Мальчишка излишне резко повернулся на прозвучавший рядом густой мужской бас. И столкнулся взглядом с глазами, глядящими на него из зарослей рыжих с проседью волос, казавшихся сплошной массой — борода-усы-шевелюра… Впрочем, серые глаза глядели вполне благосклонно, и Денис кивнул:
— Да, — а затем внимательней присмотрелся к их обладателю.

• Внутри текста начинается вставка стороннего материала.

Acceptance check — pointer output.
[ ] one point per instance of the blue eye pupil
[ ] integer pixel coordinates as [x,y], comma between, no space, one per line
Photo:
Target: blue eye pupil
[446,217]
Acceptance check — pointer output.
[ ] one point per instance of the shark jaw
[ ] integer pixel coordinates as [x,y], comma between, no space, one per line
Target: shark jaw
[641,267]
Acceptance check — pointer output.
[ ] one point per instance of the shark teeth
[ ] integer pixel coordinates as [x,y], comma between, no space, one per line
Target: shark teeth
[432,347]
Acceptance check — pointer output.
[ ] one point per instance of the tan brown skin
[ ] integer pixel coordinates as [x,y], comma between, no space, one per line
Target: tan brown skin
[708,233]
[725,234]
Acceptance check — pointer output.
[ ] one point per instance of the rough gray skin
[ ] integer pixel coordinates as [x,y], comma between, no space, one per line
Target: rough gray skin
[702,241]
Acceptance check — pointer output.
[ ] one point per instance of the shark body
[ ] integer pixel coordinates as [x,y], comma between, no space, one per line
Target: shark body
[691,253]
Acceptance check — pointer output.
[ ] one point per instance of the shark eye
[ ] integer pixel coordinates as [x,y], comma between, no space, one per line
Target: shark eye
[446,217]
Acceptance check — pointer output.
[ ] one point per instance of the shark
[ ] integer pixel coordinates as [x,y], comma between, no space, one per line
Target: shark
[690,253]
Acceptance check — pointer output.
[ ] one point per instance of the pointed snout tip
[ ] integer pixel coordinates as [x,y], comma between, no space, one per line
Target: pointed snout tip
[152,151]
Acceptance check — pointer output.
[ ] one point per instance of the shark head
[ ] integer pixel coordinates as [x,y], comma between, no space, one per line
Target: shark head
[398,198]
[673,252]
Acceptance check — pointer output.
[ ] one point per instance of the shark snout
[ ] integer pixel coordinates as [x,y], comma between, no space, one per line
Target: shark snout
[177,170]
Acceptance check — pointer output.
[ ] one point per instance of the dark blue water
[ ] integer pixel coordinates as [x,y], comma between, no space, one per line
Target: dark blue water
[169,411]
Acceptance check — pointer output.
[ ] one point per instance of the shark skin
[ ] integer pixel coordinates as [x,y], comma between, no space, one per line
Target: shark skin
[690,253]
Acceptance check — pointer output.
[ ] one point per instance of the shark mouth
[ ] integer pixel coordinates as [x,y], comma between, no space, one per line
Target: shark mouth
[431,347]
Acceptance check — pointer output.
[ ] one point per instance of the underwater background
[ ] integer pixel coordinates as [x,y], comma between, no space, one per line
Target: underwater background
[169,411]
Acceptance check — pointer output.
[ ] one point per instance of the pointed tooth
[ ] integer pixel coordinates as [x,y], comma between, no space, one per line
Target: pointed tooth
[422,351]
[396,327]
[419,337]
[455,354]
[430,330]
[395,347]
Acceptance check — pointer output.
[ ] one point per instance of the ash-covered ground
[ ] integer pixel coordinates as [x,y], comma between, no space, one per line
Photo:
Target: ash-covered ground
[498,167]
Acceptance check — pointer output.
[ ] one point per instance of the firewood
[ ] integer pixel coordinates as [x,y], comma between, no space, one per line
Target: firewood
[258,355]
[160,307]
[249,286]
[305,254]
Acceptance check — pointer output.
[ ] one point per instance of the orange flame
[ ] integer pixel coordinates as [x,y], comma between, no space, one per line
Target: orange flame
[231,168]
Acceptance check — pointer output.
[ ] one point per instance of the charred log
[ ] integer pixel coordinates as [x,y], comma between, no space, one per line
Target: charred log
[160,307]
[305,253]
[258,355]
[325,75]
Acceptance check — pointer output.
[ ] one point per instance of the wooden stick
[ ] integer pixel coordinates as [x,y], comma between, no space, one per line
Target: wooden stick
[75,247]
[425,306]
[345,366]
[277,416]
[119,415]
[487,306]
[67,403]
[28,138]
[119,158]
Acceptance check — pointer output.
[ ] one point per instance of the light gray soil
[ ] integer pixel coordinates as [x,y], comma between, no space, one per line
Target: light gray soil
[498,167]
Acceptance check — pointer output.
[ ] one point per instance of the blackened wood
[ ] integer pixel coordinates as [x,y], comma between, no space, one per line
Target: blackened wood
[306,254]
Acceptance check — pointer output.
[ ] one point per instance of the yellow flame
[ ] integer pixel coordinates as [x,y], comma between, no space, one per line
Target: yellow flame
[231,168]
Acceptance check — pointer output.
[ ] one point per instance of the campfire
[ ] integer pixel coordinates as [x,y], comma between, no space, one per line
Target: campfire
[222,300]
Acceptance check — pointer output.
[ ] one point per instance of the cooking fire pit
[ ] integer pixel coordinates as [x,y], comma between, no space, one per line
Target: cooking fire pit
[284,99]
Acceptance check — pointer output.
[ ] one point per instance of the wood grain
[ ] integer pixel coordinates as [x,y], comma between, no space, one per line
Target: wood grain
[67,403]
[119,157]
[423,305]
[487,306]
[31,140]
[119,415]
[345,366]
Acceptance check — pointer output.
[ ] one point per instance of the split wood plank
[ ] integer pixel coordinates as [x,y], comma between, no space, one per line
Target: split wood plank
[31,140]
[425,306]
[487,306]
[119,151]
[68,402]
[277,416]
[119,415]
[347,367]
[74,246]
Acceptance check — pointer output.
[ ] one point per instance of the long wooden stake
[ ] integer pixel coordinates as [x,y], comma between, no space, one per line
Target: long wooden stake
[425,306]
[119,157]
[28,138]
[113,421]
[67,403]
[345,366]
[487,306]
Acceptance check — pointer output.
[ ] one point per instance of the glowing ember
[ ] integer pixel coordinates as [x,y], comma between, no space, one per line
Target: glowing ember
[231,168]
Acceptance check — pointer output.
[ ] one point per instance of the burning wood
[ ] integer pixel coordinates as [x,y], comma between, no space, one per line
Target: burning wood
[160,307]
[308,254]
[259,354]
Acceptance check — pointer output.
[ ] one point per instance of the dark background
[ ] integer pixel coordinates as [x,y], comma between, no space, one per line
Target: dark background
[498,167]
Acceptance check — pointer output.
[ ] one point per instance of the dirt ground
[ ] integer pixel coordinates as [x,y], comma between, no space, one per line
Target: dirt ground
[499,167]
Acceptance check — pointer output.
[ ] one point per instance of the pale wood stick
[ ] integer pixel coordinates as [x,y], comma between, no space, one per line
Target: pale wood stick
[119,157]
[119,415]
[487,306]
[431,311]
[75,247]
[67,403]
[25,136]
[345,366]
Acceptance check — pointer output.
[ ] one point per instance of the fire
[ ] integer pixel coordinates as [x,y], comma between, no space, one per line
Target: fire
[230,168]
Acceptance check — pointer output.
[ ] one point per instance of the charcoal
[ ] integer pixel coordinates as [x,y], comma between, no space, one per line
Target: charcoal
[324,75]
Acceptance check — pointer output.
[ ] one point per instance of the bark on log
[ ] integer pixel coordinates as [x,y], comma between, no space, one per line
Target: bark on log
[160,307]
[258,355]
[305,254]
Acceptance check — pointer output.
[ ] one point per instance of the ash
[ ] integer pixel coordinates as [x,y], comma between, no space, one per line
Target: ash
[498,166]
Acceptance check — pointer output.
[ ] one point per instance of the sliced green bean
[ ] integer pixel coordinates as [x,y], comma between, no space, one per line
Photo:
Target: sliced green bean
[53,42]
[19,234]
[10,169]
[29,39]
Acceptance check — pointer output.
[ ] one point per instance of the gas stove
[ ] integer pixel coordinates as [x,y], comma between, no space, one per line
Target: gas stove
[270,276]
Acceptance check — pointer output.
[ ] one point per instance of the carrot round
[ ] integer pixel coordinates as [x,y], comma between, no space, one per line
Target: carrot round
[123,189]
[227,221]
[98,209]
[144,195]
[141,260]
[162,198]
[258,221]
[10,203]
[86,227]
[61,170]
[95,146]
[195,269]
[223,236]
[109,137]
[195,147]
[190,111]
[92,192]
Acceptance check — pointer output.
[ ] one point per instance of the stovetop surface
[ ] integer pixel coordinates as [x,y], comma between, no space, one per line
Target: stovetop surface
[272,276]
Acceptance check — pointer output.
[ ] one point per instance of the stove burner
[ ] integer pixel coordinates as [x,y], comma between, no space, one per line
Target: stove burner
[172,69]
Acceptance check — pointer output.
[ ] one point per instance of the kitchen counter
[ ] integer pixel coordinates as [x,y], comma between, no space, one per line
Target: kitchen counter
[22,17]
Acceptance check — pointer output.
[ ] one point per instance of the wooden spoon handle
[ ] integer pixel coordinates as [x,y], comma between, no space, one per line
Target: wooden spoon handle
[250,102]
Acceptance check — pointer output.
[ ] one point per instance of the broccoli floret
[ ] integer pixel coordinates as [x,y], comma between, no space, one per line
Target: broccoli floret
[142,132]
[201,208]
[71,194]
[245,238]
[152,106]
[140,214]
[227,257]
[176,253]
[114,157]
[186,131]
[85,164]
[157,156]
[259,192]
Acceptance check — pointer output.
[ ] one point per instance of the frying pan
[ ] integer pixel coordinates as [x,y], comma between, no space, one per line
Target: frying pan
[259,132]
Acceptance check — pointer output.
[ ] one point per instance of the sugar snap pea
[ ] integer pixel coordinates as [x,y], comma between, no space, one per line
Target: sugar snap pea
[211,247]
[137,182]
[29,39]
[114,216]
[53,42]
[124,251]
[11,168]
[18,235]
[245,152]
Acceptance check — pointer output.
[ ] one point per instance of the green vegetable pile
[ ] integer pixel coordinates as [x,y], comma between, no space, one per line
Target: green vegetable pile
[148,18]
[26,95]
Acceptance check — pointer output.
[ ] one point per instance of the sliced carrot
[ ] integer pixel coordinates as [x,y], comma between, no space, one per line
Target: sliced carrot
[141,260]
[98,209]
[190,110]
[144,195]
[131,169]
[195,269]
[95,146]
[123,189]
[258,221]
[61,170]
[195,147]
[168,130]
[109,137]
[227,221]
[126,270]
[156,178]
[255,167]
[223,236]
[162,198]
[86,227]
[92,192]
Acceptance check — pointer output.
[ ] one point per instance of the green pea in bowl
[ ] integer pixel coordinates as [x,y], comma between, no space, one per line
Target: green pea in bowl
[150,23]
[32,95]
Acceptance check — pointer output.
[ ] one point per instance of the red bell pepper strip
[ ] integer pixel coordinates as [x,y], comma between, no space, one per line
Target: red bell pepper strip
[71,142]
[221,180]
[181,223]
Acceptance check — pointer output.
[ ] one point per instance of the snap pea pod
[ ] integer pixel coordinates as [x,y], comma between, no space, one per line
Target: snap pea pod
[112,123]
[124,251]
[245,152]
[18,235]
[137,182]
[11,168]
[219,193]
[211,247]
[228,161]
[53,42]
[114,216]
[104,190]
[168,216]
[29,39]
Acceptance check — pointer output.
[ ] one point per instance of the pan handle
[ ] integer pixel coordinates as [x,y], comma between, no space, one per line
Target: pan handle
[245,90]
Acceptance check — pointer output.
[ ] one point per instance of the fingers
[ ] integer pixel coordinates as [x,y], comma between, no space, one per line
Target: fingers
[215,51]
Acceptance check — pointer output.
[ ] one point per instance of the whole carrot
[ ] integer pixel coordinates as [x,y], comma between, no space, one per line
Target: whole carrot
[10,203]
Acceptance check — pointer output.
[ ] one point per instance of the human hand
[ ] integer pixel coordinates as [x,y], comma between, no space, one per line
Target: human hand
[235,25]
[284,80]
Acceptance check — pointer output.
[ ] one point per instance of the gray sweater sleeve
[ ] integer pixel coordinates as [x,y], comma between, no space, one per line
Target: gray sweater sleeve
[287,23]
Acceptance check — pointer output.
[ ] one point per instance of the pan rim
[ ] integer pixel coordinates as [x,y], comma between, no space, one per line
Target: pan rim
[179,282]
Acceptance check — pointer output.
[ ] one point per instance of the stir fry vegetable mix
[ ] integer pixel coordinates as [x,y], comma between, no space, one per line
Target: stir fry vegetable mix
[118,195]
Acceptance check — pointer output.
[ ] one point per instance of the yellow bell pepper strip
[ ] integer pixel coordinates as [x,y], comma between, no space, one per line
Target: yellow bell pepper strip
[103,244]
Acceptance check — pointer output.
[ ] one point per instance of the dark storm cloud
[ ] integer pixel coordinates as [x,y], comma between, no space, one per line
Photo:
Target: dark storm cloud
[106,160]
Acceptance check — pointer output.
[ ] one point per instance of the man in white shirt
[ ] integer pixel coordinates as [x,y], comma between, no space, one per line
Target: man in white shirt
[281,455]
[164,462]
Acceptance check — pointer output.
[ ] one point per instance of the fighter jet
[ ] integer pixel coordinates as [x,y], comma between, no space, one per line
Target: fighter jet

Грузный высокий мужчина лет сорока подошёл, тем не менее, совершенно бесшумно и теперь стоял у соседнего окна, так же, как и сам Денис, облокотясь на перильца. Он был одет в серый костюм-тройку — такие Денис видел только в кино и на картинках — и зеркально сверкающие туфли с тупыми квадратными носами; по солидному пузцу пролегала золотая цепочка карманных часов.
— Меня тоже, — сообщил сосед. — Сколько раз проезжаю вдоль этих берегов — каждый раз восхищаюсь и ужасаюсь.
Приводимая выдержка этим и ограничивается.